All plays will be performed in J Studio or the Robert E. Will Theatre of the Fine Arts Center, Kingston Campus. For reservations call the URI Theatre Box Office at 401-874-5843. For group rate information, call 401-874-2712. For mailing list or additional questions, contact 401-874-5921 or 5922. Here’s the lineup:


•FAT PIG by Neil LaBute. Fat Pig is a powerful play about body image and prejudice. It’s sometimes shockingly blunt and cruel and contains adult language. Cow. Slob. Pig. How many insults can Tom hear before he has to stand up and defend the woman he loves? Tom faces just that question when he falls for Helen, a bright, funny, sexy young woman who happens to be generously proportioned and he is forced to explain his own preconceptions of the importance of conventional good looks.
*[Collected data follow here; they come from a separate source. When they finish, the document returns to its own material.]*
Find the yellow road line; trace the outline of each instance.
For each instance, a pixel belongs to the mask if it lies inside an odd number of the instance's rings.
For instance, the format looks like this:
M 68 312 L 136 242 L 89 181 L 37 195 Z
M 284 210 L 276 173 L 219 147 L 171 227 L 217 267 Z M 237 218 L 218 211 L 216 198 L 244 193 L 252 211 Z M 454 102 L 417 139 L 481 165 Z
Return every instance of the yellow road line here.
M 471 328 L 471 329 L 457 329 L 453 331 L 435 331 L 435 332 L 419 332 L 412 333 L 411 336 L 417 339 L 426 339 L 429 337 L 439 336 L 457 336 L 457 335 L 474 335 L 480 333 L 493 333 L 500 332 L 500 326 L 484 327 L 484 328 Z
The sharply drawn play not only critiques society’s slavish adherence to Hollywood ideals of beauty but also boldly questions our own ability to change what we dislike about ourselves. Performances will be on Oct.12 through 14 and 19 through 21 at 7:30 p.m., Oct. 15 and 22 at 3 p.m. Tickets are $14 general public, $10 for senior citizens and URI faculty/staff, and $8 for students.


•THE BEST LITTLE WHOREHOUSE IN TEXAS, book by Larry L. King and Peter Masterson, music and lyrics by Carol Hall. The musical tells the true story of the high-profile closing down of a 130-year-old brothel outside the small town of La Grange, Texas in 1973. However, Whorehouse isn’t really about sex any more than Fiddler on the Roof is about violins. At its most basic, Whorehouse is about how putting life on TV changes it, how TV changes people, and how the camera impacts that which it records. Whorehouse is about how lives are ruined by “reality TV” and about how TV can be used to destroy. It’s about people in glass houses throwing lots of stones, about one group of people imposing their version of morality on others, and about America’s preoccupation with sex. Please note: contains adult language. Performances will be on Nov. 30 through Dec. 2 and Dec. 7 through 9 at 7:30 p.m. Dec. 3 and 10 at 3 p.m. Admission is $18 general public, $14 senior citizens and URI faculty/staff, $12 students.


•BURIED CHILD by Sam Shepard. Winner of the 1979 Pulitzer Prize, Buried Child punctures the Norman Rockwell-like exterior of American family life, revealing a disturbingly rotten core. Set in rural Illinois farm country, the play depicts a family poisoned by repressed desires, shattered relations and a deeply suppressed secret. The arrival of two estranged relatives forces family members not only to face each other but also the secret they have been hiding. Who is the child buried in the back yard? Why have they been hiding the child’s death all these years? Performances will be Feb. 22 through 24 and March 1 through 3 at 7:30 p.m., Feb. 25 and March 4 at 3 p.m. Admission is $14 general public, $10 senior citizens and URI faculty/staff, and $8 students.


•PRIDE & PREJUDICE by Jon Jory, based on the novel by Jane Austen. All of the wit and romance of Jane Austen’s classic 1831 novel come to life in this refreshingly fast-paced and engaging new adaptation. Finding a husband is hardly Elizabeth Bennet’s most urgent priority. But with four sisters, an overzealous matchmaking mother, and a string of unsuitable suitors, it’s difficult to escape the subject. When the independent–minded Elizabeth meets the wealthy, handsome but enigmatic Mr. Darcy, she is determined not to let her feelings triumph over her own good sense, but the truth turns out to be far less clear than it seems. In a society where subtle snubs and deceit proliferate, is it possible for Elizabeth and Darcy to look beyond his pride and her prejudice to make the best match of all? Performances will be on April 19 through 21 and April 26 through 28 at 7:30 p.m., April 22 and 29 at 3 p.m. Admission is $14 general public, $10 for senior citizens and URI faculty/staff and $8 students.


The Theatre Department’s production of Urinetown during the 2005-2006 season was recognized for excellence in the 2006 Motif Magazine Theatre Awards readers poll and voted “Best Production” by any college and university. In addition, Daniel Bilodeau was voted for “Best Lighting” and Luke Sutherland for “Best Scenic Design” for URI Theatre’s production of Blithe Spirit.